Nel Ragionamento sopra la poesia giocosa, dopo aver detto che D. fu forse il primo a distaccarsi dalla poesia d'amore componendo " un giusto poema di gravi azioni ", sia pure introducendovi come guida la " sua innamorata ", l'inserisce tra i poeti satirici o comici, riconoscendo nella Commedia i caratteri della commedia antica, della mezzana e della nuova. Lo elogia inoltre per la ricchezza linguistica manifestata fra l'altro con le parole " miste " italolatine che ottengono " una grave e bella maniera di poetare "; e con ciò sembra correggere l'opinione espressa nelle Considerazioni, che abusasse delle parole forestiere e fosse poco felice nell'inventare e derivare le voci.

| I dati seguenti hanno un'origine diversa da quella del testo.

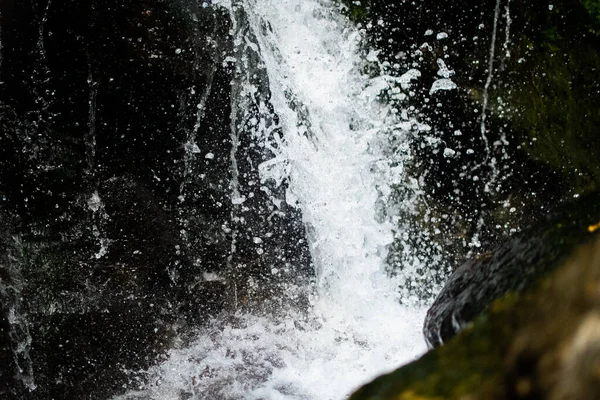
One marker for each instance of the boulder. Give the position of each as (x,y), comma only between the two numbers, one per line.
(541,344)
(511,267)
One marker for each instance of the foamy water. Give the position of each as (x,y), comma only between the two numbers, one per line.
(332,152)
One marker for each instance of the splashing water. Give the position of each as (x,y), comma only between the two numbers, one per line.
(332,153)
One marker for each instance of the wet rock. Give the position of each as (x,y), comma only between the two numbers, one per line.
(116,162)
(542,344)
(512,267)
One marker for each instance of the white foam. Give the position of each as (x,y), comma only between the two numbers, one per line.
(334,159)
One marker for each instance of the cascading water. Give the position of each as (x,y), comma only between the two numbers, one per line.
(330,149)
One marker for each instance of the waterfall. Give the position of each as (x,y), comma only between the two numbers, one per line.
(328,152)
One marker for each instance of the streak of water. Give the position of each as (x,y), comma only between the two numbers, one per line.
(332,154)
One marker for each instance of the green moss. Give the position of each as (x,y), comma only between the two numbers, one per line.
(593,8)
(504,348)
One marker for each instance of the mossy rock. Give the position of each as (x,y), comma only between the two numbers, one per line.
(544,344)
(513,266)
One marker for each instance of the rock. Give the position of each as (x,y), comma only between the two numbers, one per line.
(542,344)
(116,166)
(511,267)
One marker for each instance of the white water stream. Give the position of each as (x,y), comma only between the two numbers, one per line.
(335,160)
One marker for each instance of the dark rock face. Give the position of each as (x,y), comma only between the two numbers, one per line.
(115,191)
(541,344)
(511,267)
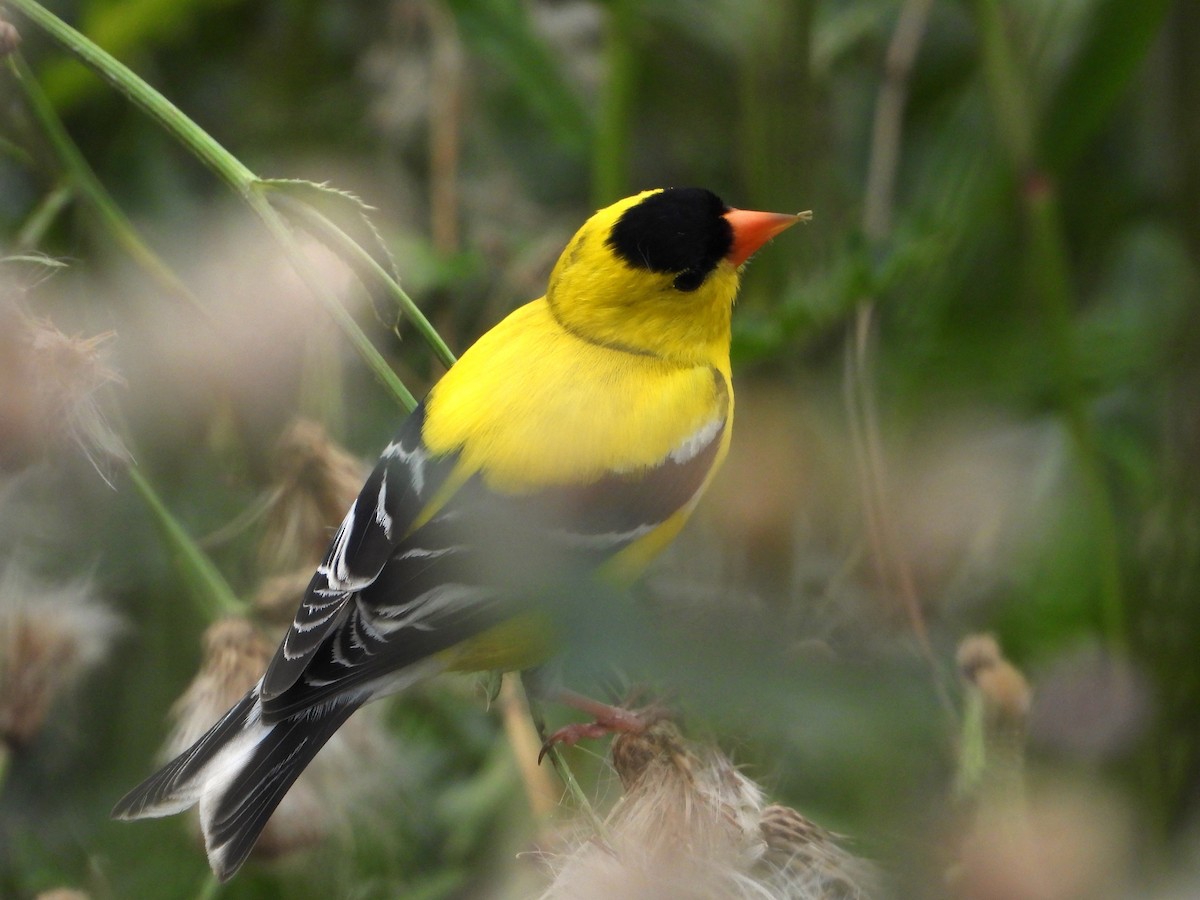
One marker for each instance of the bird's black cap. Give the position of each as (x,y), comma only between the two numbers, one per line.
(679,231)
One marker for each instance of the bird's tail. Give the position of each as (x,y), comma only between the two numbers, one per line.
(238,772)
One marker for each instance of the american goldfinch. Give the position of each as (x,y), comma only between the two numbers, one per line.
(583,427)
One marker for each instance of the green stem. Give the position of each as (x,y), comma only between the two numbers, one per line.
(43,216)
(124,79)
(330,233)
(1051,280)
(610,159)
(225,165)
(216,597)
(1006,85)
(90,187)
(562,768)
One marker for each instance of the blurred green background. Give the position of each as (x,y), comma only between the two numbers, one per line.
(969,391)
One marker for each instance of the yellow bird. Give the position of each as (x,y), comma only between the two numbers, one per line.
(581,430)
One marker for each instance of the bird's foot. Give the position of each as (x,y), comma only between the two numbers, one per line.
(606,720)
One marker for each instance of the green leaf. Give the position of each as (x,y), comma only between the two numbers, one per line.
(1119,37)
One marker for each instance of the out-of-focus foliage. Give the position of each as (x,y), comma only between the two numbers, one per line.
(969,400)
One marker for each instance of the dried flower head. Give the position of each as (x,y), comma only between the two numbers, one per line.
(1005,691)
(54,385)
(316,481)
(691,826)
(235,654)
(279,597)
(991,744)
(49,635)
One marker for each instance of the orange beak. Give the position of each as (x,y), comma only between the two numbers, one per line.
(753,229)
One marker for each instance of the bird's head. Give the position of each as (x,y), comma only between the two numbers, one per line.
(658,273)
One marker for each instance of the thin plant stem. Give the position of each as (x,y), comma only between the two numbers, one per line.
(90,187)
(226,166)
(523,739)
(331,234)
(610,156)
(564,771)
(216,597)
(30,234)
(893,568)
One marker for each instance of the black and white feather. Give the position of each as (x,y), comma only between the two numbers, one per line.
(389,599)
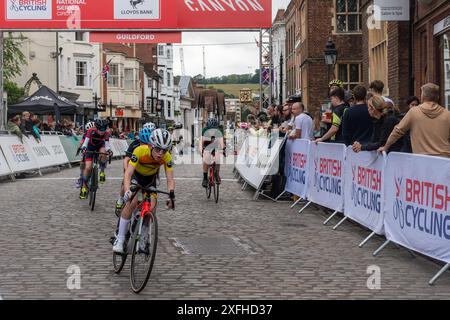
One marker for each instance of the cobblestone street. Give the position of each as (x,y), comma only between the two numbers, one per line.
(236,249)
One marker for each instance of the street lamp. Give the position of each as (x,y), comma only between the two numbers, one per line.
(330,53)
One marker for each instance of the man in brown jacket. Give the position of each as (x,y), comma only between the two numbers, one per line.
(429,126)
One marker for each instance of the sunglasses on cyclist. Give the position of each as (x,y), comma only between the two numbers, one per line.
(159,150)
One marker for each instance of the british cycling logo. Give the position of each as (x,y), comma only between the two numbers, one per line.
(136,9)
(29,9)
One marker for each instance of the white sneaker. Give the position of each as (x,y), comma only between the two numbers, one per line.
(118,246)
(144,239)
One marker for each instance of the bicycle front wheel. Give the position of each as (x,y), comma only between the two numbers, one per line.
(93,189)
(143,255)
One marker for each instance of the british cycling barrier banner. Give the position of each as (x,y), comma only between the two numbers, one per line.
(297,167)
(364,189)
(70,145)
(417,211)
(132,15)
(49,152)
(258,158)
(326,179)
(19,156)
(4,168)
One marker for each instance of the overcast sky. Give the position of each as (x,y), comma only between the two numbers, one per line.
(221,59)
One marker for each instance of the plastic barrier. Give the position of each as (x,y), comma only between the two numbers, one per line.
(49,152)
(19,156)
(4,168)
(70,145)
(364,189)
(297,167)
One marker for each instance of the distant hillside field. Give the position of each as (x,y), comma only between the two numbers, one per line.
(235,88)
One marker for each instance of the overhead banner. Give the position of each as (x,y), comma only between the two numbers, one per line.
(326,183)
(297,167)
(16,15)
(135,37)
(19,156)
(417,212)
(364,189)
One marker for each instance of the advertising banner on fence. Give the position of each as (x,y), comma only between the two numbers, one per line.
(297,167)
(364,189)
(256,160)
(134,14)
(49,152)
(19,156)
(326,182)
(4,168)
(417,212)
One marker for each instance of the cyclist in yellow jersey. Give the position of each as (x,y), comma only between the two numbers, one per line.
(142,169)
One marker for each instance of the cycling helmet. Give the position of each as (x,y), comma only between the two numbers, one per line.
(144,135)
(337,83)
(89,125)
(149,125)
(212,123)
(101,124)
(161,138)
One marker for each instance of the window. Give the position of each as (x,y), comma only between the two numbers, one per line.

Nel complesso il V. dimostra, sia personalmente, sia per il pubblico al quale rivolge il suo discorso critico, il vivo interesse e l'ammirazione che al suo tempo suscitò il poema di D., e, non senza oscillazioni, pur fra le remore di una concezione intellettualistica delle immagini e di una diffidenza ancora cinquecentesca per il linguaggio realistico e popolare di D., ne avverte la singolare grandezza.

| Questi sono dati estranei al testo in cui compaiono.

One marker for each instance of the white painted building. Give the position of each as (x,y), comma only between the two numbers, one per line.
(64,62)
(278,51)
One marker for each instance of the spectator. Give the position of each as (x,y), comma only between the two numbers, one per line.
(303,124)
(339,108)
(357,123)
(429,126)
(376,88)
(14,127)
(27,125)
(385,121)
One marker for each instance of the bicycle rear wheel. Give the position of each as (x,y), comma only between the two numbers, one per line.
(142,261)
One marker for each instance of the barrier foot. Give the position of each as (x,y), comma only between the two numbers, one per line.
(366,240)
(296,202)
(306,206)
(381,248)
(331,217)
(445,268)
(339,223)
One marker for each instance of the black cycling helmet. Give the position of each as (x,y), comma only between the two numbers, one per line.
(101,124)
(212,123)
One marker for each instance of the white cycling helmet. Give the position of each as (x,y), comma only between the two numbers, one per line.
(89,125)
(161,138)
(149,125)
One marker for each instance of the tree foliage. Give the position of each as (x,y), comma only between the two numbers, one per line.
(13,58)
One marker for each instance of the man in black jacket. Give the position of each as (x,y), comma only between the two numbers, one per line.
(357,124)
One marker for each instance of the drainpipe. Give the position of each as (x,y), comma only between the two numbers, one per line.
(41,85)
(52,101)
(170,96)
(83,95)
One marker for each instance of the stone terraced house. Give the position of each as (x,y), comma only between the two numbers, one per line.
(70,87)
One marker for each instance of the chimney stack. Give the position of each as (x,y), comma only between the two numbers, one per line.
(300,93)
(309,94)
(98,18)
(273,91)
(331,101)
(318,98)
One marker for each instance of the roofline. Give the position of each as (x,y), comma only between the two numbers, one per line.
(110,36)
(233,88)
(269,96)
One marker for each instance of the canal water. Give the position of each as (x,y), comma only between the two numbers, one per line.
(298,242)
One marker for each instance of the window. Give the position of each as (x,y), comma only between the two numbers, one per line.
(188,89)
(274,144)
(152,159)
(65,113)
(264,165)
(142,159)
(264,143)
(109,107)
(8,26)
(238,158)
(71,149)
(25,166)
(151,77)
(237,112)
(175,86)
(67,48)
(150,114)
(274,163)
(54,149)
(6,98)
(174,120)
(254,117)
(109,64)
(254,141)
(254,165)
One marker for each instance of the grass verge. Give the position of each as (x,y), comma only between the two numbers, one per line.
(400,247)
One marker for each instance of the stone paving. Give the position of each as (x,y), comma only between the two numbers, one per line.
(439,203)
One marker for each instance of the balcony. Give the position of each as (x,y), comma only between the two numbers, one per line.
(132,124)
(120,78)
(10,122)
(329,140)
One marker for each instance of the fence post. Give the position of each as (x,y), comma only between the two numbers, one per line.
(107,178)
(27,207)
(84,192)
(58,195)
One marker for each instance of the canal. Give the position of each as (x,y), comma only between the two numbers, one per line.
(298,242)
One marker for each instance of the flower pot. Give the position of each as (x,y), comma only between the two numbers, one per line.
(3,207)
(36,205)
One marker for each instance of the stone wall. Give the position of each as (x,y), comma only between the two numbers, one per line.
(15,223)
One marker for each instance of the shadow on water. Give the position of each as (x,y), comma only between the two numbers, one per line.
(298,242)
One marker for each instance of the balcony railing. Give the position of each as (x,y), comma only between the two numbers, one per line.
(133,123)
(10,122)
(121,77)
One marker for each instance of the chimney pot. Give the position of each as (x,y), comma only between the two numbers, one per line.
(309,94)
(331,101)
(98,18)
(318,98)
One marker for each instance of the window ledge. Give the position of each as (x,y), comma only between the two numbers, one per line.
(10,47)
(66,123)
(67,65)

Bibl. - L'Uccellatura di Vincenzo Foresi all'Occhiale del cav. fra Tomaso Stigliani, Venezia 1630; Considerazioni di Messer Fagiano sopra la seconda parte dell'Occhiale del cav. Stigliani, ibid. 1631; Ragionamento dell'Acc. Aldeano sopra la poesia giocosa de' Greci, de' Latini e de' Toscani, ibid. 1634. Le Notae al De Gestis Henrici 7. Caesaris historia augusta sono in Rer. Ital. Script. X, Modena 1727.

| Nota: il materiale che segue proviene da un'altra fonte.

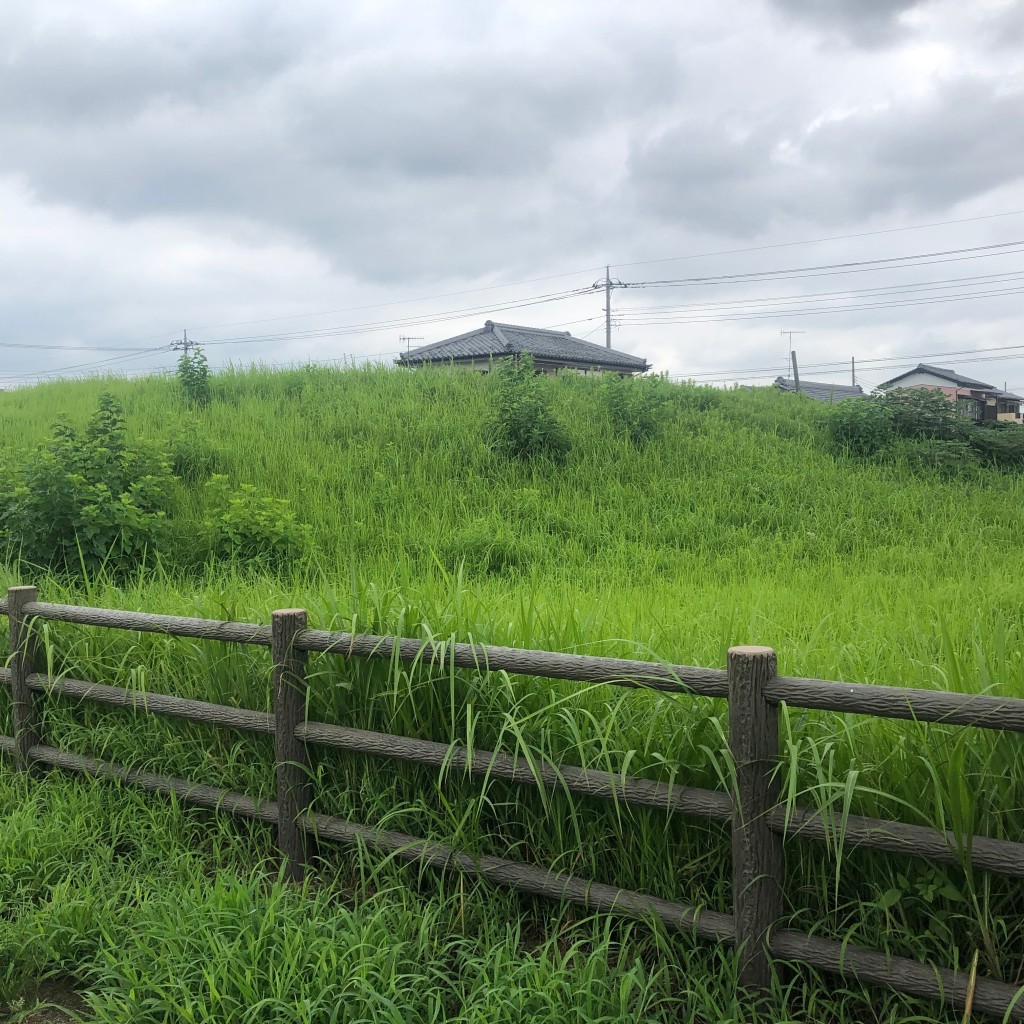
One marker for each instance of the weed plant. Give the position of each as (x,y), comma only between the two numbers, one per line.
(732,525)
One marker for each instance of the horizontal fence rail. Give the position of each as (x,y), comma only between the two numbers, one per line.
(761,821)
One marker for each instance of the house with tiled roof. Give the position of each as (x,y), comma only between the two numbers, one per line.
(820,392)
(978,400)
(552,350)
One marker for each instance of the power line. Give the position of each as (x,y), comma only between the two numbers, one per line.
(976,251)
(371,327)
(832,238)
(947,284)
(591,269)
(810,311)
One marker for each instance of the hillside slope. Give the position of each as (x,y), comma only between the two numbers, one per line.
(733,524)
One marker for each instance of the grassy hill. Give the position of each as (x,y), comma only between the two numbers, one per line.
(733,524)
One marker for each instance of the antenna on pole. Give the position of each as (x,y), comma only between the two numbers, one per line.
(607,284)
(791,334)
(184,345)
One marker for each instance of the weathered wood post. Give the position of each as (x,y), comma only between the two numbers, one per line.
(24,719)
(757,851)
(290,754)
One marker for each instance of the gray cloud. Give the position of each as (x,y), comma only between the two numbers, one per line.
(916,157)
(193,164)
(864,23)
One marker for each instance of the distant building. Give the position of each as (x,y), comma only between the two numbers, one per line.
(978,400)
(820,392)
(552,350)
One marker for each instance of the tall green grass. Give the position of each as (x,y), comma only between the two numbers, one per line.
(733,525)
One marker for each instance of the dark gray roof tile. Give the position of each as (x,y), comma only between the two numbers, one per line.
(507,339)
(820,392)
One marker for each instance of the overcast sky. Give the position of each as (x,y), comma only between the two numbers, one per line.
(309,174)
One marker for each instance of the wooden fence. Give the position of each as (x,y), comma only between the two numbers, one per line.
(760,821)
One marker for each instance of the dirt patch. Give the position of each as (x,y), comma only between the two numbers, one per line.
(52,1001)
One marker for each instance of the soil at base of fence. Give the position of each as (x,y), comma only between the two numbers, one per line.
(52,1001)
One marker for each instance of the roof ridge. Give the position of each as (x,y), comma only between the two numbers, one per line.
(500,335)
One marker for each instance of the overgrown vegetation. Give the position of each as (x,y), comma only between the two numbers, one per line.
(923,430)
(733,523)
(89,499)
(524,425)
(637,406)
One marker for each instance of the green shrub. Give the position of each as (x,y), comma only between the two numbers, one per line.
(253,527)
(193,459)
(194,377)
(1000,444)
(947,458)
(860,427)
(636,406)
(699,397)
(523,425)
(925,414)
(84,501)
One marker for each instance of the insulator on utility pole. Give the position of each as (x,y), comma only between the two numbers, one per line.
(607,284)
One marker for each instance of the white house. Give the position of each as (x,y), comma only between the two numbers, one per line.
(978,400)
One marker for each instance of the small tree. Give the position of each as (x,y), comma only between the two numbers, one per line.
(84,501)
(636,406)
(524,425)
(860,427)
(194,376)
(925,414)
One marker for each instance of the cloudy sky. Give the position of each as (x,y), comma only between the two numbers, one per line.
(314,180)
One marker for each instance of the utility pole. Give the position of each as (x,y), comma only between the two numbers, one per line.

Sul V.: F. Ridolfi, in L. Magalotti, Lettere famigliari, Firenze 1769, 112-118; G. Fontanini, Dell'eloquenza italiana, Roma 1726, 138; U. Cosmo, pref. all'edizione delle Osservazioni alla D.C. di D.A., contenute in N.V., Considerazioni, cit., Città di Castello 1894; A. Ceccon, Di N.V. e delle sue opere, Cesena 1900; recens. di E.G. Parodi a E. Benvenuti, L'Accademia degli Apatisti, in " Bull. " XXII (1915) 103-105; ID., in " Giorn. d. " XXVI (1923); U. Limentani, La fortuna di D. nel Seicento, in " Studi Settecenteschi " V (1964) 3-49.